Numbers are abstractions: you can't point to the number three, just three bicycles, or three sheep, or three self-referential examples.
Three is what those bicycles and sheep and examples have in common.
You can represent a number in different ways:
3, III, 0011, ㆔, ३, ፫, ૩, ੩, 〣, ೩, ៣, ໓, Ⅲ, ൩, ၃, ႓, trois, drie.
You can concretise numbers as a length, a weight, a speed, a temperature.
But in the end, they all represent the same three.
Data is an abstraction too!
We are often obliged for different reasons to represent it in some way or another.
But in the end those representations are all of the same abstraction.
(http recognises this too: a URL represents a single resource; content negotiation allows the selection of a particular representation of that resource)

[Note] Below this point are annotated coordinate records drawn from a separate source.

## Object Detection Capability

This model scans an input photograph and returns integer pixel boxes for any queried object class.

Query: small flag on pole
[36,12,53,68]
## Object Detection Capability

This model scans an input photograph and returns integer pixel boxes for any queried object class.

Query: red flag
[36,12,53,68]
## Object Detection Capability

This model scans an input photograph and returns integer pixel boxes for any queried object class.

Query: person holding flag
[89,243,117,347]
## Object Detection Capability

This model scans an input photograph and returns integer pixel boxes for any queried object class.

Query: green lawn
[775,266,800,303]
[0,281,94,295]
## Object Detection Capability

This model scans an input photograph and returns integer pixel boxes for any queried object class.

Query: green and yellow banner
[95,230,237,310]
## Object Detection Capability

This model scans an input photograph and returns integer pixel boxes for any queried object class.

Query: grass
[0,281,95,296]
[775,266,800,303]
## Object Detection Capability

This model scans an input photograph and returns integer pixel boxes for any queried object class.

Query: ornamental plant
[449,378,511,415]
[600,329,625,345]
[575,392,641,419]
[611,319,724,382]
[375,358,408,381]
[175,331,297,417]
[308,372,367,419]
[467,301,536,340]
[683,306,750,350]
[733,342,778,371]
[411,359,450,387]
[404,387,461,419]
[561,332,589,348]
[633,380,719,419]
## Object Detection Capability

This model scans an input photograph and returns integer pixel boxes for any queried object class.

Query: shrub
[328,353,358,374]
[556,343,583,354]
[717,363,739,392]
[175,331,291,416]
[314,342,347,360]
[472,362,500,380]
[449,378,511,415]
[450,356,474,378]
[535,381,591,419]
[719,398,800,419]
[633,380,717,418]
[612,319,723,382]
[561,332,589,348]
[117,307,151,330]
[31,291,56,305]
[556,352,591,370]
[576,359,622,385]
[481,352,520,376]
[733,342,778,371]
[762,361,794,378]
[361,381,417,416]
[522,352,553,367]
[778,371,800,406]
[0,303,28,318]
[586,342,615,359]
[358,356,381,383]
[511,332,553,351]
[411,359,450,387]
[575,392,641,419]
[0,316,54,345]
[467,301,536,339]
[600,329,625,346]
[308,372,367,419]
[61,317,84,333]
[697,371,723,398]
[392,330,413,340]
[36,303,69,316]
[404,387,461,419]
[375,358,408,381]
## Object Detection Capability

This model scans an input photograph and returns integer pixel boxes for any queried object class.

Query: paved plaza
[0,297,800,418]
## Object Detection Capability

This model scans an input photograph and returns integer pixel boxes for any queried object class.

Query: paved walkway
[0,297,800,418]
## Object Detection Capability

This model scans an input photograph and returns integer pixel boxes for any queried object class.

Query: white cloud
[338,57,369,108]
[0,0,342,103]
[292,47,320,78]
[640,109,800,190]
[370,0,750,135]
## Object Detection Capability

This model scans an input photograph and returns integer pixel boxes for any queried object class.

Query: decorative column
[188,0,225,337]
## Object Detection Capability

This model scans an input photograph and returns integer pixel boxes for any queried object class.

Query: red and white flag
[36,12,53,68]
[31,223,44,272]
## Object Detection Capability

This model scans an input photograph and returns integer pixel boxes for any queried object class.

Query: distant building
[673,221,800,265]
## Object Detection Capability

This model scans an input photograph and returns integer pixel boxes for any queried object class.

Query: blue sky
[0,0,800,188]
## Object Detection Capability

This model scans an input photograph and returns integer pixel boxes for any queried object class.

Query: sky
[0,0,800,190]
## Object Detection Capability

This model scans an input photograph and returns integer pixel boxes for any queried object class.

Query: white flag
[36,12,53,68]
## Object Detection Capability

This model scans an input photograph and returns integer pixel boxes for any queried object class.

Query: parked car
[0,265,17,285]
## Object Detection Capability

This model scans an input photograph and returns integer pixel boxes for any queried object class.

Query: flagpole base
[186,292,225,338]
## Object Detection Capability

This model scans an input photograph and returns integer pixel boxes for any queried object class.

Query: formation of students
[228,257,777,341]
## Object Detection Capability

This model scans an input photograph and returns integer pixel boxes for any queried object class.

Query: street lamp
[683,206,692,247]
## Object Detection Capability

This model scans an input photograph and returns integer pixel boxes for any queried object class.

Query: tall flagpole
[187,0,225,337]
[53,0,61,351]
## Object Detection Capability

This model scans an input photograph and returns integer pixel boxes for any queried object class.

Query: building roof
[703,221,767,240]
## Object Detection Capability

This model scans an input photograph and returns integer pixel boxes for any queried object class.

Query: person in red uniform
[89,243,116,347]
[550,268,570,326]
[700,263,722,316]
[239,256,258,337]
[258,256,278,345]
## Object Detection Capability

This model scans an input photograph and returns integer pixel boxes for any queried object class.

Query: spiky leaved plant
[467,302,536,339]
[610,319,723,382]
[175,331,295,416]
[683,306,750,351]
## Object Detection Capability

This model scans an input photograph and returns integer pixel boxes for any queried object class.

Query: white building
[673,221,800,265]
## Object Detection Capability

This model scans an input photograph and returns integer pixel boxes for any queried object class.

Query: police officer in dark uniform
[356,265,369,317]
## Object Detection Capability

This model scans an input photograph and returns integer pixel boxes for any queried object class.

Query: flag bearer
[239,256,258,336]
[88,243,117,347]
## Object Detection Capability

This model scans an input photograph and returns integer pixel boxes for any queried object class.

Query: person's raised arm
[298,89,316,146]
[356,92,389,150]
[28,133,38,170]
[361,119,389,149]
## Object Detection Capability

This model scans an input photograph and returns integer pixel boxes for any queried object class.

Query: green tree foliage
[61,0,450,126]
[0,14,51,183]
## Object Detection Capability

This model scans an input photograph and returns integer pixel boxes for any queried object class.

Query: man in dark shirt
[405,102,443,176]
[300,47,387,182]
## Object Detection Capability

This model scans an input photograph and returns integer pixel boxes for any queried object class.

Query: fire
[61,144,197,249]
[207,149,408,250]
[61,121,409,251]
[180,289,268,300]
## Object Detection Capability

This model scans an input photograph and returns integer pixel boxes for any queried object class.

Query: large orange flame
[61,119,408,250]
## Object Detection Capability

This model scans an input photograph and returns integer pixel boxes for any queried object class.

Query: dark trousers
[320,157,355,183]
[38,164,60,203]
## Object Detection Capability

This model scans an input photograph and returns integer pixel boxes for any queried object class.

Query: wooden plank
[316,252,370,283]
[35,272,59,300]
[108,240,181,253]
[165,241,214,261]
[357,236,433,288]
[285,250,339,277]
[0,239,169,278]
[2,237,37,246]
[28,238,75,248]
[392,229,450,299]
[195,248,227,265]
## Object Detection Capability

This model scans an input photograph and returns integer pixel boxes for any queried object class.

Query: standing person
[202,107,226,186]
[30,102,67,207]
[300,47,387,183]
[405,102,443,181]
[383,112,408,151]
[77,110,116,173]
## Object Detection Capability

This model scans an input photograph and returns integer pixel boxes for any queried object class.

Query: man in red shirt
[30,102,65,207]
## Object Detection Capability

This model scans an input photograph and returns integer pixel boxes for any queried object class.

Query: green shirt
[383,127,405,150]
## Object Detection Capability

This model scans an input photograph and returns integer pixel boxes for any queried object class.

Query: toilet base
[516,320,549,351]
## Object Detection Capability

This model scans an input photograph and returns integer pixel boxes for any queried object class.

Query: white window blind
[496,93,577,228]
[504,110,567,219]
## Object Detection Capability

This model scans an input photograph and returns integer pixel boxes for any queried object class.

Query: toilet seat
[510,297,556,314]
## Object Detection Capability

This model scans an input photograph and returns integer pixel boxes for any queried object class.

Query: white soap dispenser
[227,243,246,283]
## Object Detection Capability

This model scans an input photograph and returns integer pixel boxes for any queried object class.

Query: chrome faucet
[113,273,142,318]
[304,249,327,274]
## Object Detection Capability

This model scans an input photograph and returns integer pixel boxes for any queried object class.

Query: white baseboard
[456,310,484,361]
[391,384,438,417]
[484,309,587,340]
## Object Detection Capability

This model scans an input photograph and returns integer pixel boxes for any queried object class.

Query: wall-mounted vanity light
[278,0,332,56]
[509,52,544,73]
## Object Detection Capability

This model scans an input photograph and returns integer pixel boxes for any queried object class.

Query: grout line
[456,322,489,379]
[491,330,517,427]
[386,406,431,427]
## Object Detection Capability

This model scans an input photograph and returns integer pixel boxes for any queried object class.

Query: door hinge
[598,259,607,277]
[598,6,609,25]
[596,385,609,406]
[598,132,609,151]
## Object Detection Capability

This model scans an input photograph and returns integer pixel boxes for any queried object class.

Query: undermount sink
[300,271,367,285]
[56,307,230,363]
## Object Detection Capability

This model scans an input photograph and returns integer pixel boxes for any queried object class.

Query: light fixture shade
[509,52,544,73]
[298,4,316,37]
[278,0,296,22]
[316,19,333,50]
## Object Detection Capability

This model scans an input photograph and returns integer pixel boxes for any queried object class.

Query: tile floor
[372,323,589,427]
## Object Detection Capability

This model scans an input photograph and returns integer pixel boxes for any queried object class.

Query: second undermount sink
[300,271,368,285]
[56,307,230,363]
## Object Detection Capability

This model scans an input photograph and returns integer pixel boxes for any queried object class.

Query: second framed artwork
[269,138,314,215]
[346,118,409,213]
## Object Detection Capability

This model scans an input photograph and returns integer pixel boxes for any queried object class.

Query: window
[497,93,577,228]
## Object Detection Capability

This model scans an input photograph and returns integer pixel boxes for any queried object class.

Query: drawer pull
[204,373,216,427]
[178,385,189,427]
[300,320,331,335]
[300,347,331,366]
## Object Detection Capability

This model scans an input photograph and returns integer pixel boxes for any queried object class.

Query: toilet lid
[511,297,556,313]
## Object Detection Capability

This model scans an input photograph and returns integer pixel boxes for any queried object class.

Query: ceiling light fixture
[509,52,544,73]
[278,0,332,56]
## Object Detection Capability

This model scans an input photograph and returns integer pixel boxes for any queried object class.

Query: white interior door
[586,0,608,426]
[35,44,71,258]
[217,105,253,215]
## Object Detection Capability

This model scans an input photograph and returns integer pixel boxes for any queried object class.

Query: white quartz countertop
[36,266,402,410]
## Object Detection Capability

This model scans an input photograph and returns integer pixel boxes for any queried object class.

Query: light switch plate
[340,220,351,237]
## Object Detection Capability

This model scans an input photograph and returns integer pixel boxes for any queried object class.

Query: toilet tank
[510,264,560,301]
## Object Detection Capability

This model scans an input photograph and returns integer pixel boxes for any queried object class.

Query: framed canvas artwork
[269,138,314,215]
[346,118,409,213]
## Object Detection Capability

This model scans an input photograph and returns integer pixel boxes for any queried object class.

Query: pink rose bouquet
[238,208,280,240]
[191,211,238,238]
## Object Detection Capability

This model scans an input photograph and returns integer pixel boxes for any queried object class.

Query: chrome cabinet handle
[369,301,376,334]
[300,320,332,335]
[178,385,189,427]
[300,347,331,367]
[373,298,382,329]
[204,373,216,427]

Takes a representation of data (typically with implicit structure)
Uses a description of the format of that data to recognise the data's structure
Creates a representation with explicit structure
Some representations are weaker than others: they may not be able to faithfully represent all of the abstraction, and are therefore not reversible.
XML is probably the best available general notation for generating the representation of any abstraction.
The intention behind ixml is to allow extracting abstractions from representations; of converting weaker representations of abstractions into more explicit representations, with XML therefore an excellent target for that.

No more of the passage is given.